Providing both word count and character count constraints simultaneously degrades compliance on both metrics compared to single-constraint baselines, and incompatible pairs force the model to prioritize one constraint over the other.
Prior experiments tested word count and character count independently with near-perfect results at certain targets. This tests what happens when both are specified simultaneously, including deliberately impossible combinations.
54 completions: 6 constraint pairs × 3 topics × 3 runs.
Compatible pairs (5.6 chars/word, close to natural English): 100w/560c, 500w/2800c, 1000w/5600c
Incompatible pairs (physically impossible ratios): 500w/1000c (2.0 cpw), 100w/5000c (50.0 cpw), 1000w/2000c (2.0 cpw)
Prompt: "Write exactly {words} words and exactly {chars} characters about: {topic}"

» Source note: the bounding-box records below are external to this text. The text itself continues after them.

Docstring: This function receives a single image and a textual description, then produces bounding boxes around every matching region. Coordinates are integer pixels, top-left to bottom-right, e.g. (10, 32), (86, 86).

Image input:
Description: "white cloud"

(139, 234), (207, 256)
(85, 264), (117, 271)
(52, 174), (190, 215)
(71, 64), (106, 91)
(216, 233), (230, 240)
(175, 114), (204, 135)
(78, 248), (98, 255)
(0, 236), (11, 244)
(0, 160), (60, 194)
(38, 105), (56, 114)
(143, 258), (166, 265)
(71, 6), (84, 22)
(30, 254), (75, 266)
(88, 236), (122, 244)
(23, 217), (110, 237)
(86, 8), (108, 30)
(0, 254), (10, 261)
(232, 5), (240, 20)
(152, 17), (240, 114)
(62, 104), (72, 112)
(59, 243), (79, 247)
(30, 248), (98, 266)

- Model: gpt-oss-120b via Cerebras API (free tier)
- Temperature: 1.0, top_p: 0.95, max_completion_tokens: 65000
CONFIRMED
Adding a second constraint degrades compliance on both metrics. For compatible pairs at 100 words, degradation is minimal (+1.04pp mean word deviation), but at 1000 words it jumps to +68.69pp compared to single-constraint baselines.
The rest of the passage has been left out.